Correspondence to Zeina Najjar (e-mail: zein100@hotmail.com).


To cite this article:

Najjar Z et al. Sustained outbreak of measles in New South Wales, 2012: risks for measles elimination in Australia. Western Pacific Surveillance and Response Journal, 2014, 5(1):14–20. doi:10.5365/wpsar.2013.4.4.002


Abstract

Objective: On 7 April 2012, a recently returned traveller from Thailand to Australia was confirmed to have measles. An outbreak of measles subsequently occurred in the state of New South Wales, prompting a sustained and coordinated response by public health authorities. The last confirmed case presented on 29 November 2012. This report describes the outbreak and its characteristics.

Methods: Cases were investigated following Australian protocols, including case interviews and assessment of contacts for post-exposure prophylaxis.

Results: Of the 168 cases identified, most occurred in south-western and western Sydney (92.9%, n = 156). Notable features of this outbreak were the disproportionately high number of cases in the 10–19-year-old age group (29.2%, n = 49), the overrepresentation among people of Pacific Islander descent (21.4%, n = 36) and acquisition in health-care facilities (21.4%, n = 36). There were no reported cases of encephalitis and no deaths.

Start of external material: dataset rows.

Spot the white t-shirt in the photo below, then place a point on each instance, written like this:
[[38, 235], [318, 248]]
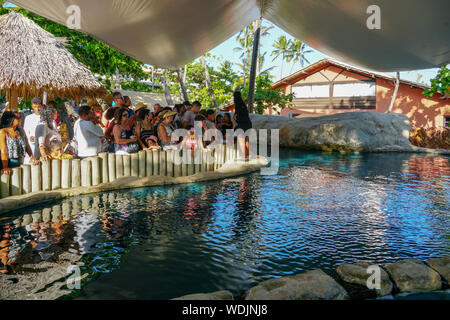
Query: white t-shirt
[[88, 137], [188, 116], [210, 124], [30, 124]]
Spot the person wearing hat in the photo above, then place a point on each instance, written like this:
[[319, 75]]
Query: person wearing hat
[[145, 131], [180, 109], [13, 146], [30, 124], [165, 129]]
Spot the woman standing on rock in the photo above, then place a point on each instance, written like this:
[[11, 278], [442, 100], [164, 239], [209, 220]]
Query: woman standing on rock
[[243, 122]]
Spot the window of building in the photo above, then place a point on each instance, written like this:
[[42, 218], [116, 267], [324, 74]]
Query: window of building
[[355, 89], [311, 91]]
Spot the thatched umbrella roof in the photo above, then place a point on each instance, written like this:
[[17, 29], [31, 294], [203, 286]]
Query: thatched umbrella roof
[[32, 61]]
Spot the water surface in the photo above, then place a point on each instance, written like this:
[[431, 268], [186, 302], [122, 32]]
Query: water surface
[[320, 211]]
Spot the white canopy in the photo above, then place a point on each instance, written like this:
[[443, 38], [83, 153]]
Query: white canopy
[[414, 34]]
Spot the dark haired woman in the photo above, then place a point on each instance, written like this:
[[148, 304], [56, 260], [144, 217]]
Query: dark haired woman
[[145, 131], [124, 136], [46, 131], [12, 144]]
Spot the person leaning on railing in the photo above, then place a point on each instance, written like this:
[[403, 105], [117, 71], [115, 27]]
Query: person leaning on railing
[[12, 144]]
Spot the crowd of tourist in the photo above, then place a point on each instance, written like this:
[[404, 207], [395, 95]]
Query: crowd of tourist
[[121, 129]]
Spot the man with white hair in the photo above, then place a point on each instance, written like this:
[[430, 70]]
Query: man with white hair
[[30, 124]]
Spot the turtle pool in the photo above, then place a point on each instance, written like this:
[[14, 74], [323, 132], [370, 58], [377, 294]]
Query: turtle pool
[[321, 210]]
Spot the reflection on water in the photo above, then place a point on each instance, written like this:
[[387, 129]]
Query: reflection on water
[[320, 211]]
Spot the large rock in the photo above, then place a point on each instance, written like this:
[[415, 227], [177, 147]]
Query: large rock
[[412, 275], [356, 273], [350, 131], [311, 285], [218, 295], [442, 266]]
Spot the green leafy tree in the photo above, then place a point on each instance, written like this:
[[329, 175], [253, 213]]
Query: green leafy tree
[[267, 97], [296, 53], [440, 83]]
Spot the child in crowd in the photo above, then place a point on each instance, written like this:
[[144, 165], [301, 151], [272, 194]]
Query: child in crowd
[[56, 152]]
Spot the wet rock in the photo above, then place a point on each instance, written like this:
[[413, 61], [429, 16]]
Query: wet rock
[[411, 275], [40, 281], [442, 266], [349, 131], [311, 285], [357, 273], [218, 295]]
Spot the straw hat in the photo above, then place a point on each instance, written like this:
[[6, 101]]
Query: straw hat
[[108, 99], [168, 113], [93, 103], [140, 105]]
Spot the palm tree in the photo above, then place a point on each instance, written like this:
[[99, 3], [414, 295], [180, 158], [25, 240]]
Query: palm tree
[[281, 46], [297, 52], [208, 82], [245, 42]]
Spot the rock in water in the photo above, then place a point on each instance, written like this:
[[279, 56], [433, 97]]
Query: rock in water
[[357, 273], [412, 275], [311, 285], [350, 131], [442, 266], [218, 295]]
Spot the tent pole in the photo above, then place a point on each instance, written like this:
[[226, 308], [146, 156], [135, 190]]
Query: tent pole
[[251, 87], [13, 99], [394, 96], [44, 98]]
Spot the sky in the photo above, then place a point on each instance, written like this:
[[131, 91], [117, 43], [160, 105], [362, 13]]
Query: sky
[[225, 52]]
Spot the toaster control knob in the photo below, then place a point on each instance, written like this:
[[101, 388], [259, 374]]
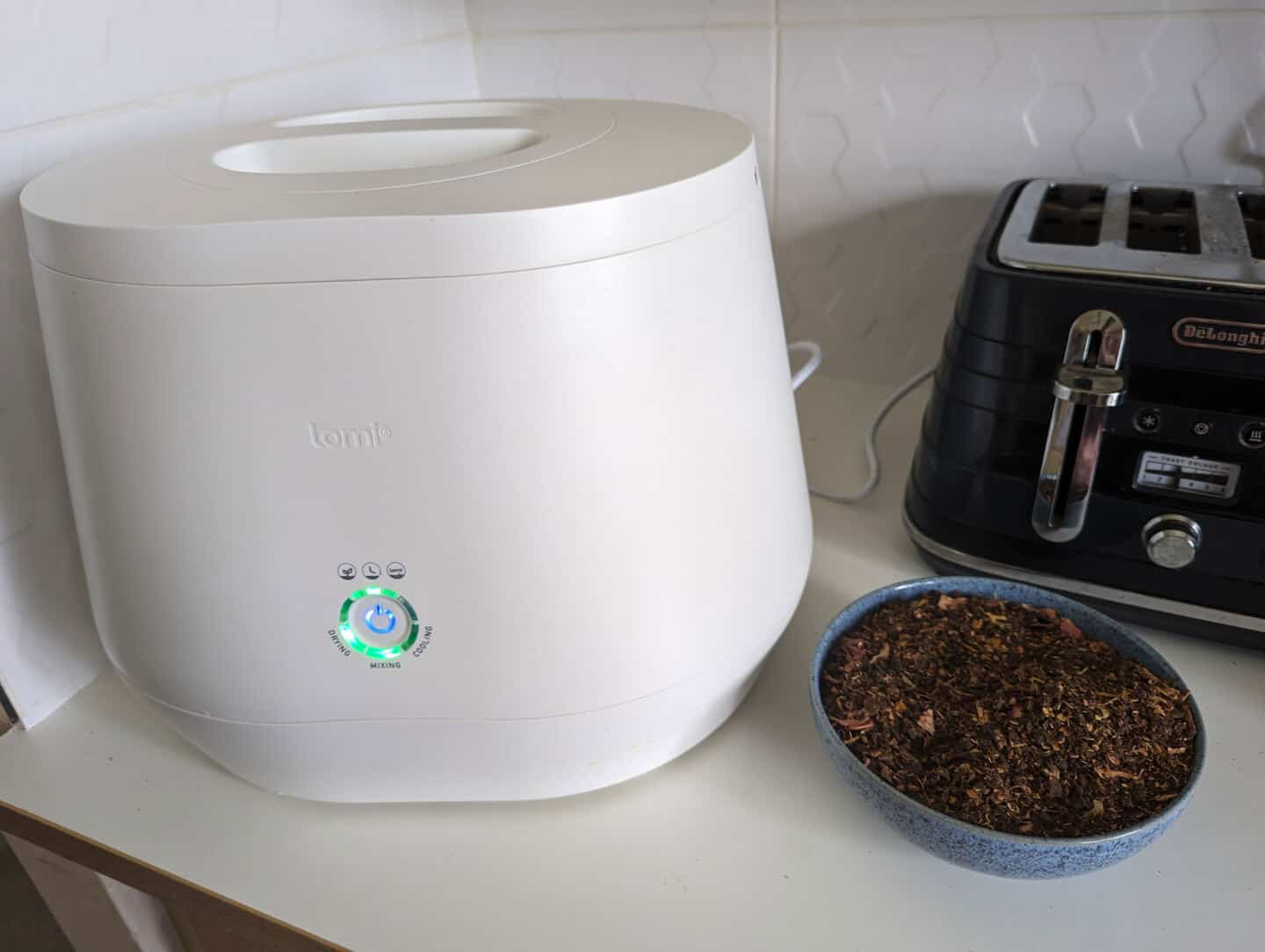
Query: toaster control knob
[[1172, 541]]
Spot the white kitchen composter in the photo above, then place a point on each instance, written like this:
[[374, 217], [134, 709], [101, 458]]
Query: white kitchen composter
[[433, 451]]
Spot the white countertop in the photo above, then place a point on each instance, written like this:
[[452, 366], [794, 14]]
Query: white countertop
[[748, 842]]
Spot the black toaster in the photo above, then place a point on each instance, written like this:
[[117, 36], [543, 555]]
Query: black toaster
[[1098, 417]]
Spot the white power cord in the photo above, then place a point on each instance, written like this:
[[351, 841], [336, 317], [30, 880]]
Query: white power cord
[[808, 370]]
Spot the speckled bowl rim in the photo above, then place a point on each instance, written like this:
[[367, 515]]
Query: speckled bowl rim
[[902, 592]]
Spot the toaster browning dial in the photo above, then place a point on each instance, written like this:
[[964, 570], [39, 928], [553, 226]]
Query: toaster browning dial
[[1172, 541]]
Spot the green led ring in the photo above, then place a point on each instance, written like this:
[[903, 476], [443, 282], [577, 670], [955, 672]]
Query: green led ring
[[353, 641]]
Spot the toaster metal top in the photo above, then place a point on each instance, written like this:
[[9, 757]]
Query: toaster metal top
[[1211, 234]]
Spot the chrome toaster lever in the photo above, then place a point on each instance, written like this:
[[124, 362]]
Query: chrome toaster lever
[[1084, 387]]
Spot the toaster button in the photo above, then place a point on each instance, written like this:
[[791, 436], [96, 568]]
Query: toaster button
[[1172, 541], [1147, 420]]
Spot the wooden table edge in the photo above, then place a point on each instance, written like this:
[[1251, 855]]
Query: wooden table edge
[[157, 883]]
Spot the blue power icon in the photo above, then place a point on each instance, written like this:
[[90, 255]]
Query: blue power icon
[[380, 620]]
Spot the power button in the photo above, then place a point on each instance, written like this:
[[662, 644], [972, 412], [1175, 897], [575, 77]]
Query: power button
[[380, 620], [377, 622]]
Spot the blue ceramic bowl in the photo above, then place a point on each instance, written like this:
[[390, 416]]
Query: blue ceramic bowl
[[965, 843]]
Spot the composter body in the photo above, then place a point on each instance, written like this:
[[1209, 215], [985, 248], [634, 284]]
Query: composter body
[[485, 535]]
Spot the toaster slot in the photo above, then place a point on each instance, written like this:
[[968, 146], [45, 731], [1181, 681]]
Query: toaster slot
[[1163, 220], [1253, 207], [1069, 214]]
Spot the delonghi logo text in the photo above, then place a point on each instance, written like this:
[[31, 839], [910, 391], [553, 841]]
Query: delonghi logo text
[[1219, 335], [357, 437]]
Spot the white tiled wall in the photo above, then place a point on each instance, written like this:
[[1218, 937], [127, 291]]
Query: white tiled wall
[[83, 74], [891, 126]]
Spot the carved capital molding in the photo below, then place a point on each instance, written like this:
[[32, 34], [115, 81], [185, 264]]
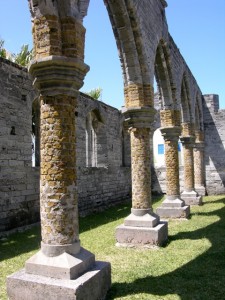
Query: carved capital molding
[[188, 141], [171, 133], [139, 117], [55, 75]]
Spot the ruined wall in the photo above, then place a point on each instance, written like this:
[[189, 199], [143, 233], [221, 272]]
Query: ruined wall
[[110, 183], [214, 127], [99, 186], [18, 180]]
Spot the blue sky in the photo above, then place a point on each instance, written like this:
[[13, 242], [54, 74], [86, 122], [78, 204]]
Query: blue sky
[[197, 27]]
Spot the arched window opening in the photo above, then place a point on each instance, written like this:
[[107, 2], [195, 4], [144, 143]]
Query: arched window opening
[[36, 133], [96, 140]]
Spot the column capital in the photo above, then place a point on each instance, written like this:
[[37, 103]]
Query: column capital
[[199, 146], [55, 75], [187, 140], [170, 133], [139, 117]]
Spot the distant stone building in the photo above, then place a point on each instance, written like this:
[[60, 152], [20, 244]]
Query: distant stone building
[[103, 151]]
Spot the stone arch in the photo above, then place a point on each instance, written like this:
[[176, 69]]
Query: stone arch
[[163, 75], [199, 111], [185, 100]]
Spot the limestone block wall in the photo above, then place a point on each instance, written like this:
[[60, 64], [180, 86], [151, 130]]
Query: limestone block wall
[[102, 186], [107, 183], [214, 127], [18, 180]]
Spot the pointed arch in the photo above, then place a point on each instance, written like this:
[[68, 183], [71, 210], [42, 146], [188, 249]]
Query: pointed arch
[[164, 78]]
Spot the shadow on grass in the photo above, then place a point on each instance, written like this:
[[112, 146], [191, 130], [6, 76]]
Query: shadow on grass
[[110, 215], [19, 243], [24, 242], [201, 278]]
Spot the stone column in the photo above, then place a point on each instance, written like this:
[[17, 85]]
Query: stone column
[[189, 195], [58, 73], [142, 227], [172, 206], [199, 174]]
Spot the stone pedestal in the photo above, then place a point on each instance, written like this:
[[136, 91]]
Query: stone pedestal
[[93, 284], [142, 227], [172, 206]]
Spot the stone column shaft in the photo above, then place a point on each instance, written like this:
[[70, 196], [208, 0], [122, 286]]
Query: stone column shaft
[[58, 192], [172, 206], [198, 166], [188, 168], [172, 168], [199, 173], [142, 227], [62, 267], [189, 195], [140, 160]]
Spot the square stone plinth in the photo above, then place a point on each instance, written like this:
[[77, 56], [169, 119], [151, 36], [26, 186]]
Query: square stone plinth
[[173, 212], [130, 236], [173, 209], [191, 198], [93, 285]]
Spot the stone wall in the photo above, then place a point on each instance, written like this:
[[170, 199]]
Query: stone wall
[[109, 183], [99, 186], [18, 180], [214, 127]]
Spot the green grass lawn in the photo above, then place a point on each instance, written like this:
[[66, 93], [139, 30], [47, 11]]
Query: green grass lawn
[[191, 266]]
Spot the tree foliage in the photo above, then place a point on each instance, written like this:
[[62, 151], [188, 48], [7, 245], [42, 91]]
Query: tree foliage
[[24, 56], [2, 49], [95, 93]]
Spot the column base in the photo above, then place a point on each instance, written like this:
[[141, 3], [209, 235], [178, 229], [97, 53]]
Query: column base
[[200, 190], [141, 231], [173, 209], [63, 266], [191, 198], [93, 285]]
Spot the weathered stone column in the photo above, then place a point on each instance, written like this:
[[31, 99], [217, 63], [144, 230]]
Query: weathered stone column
[[199, 174], [142, 226], [172, 206], [189, 195], [58, 73]]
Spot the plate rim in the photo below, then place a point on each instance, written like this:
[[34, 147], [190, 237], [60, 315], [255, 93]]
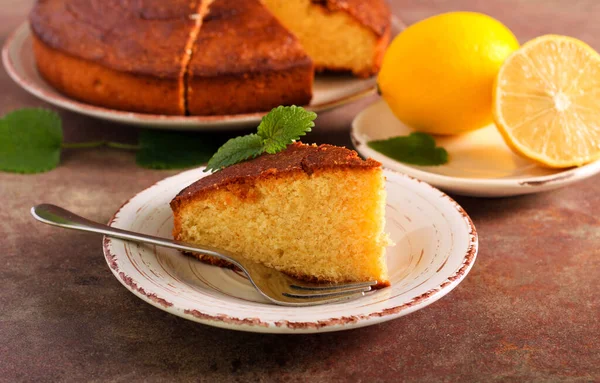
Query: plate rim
[[510, 186], [331, 324], [207, 123]]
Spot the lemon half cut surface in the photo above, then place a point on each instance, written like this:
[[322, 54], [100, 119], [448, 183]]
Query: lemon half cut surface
[[547, 101]]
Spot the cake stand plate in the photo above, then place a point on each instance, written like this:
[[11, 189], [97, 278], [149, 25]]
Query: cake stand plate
[[330, 91], [435, 247]]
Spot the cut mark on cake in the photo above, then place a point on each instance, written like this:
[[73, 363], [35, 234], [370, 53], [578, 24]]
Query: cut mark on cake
[[188, 52]]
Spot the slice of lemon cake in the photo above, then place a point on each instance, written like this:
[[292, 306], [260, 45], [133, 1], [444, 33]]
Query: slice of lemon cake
[[313, 212], [339, 35]]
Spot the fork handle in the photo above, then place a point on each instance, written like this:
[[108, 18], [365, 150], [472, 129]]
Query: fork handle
[[57, 216]]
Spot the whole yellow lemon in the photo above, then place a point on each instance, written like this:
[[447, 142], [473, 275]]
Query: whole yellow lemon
[[437, 76]]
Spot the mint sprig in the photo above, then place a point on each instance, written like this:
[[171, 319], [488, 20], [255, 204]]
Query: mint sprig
[[417, 149], [30, 141], [279, 128]]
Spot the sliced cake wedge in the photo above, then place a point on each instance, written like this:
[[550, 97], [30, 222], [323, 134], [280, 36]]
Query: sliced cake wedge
[[313, 212]]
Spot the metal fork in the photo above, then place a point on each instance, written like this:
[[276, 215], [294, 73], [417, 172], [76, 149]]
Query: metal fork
[[277, 287]]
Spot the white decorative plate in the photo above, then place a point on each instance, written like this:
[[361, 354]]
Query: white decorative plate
[[330, 91], [436, 245], [480, 163]]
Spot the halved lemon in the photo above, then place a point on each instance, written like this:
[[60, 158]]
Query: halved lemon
[[547, 101]]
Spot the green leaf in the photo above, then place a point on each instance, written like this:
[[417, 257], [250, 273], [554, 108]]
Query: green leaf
[[284, 125], [416, 148], [174, 150], [236, 150], [279, 128], [30, 141]]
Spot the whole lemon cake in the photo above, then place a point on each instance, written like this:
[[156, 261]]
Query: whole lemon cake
[[313, 212], [202, 57]]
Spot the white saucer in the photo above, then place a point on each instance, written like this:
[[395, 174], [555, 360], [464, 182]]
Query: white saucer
[[436, 245], [480, 163], [330, 91]]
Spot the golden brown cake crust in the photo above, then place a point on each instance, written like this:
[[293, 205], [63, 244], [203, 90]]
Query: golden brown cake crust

Discussion: This was the largest outbreak of measles in Australia since 1997. Its occurrence highlights the need to maintain vigilant surveillance systems for early detection and containment of measles cases and to maintain high population immunity to measles through routine childhood immunization. Vaccination campaigns targeting susceptible groups may also be necessary to sustain Australia’s measles elimination status.


Introduction

Measles is a highly infectious disease caused by a paramyxovirus of the genus Morbillivirus. Globally it is the most important cause of vaccine-preventable death.1 In Australia, two doses of measles-mumps-rubella (MMR) vaccine were introduced to the routine childhood vaccination schedule in 1998 for all children at 12 months and four years of age and for all adults born after 1966 who were not immune or had one dose of MMR.2 Since July 2013, the second dose has been administered at 18 months of age as the measles-mumps-rubella-varicella (MMRV) vaccine.3 A measles control campaign was also adopted in 1998, targeting children aged five to 12 years, resulting in high two-dose vaccination rates for this group. A national serological survey in 2002 estimated that the cohort born between 1978 and 1982 (aged 30–34 years in 2012) had lower immunity, having only received one dose of measles vaccine and being born in a period when natural measles infection was less common; the cohort born before 1978 had better immunity.4 Those born before 1966 were assumed to have been naturally infected.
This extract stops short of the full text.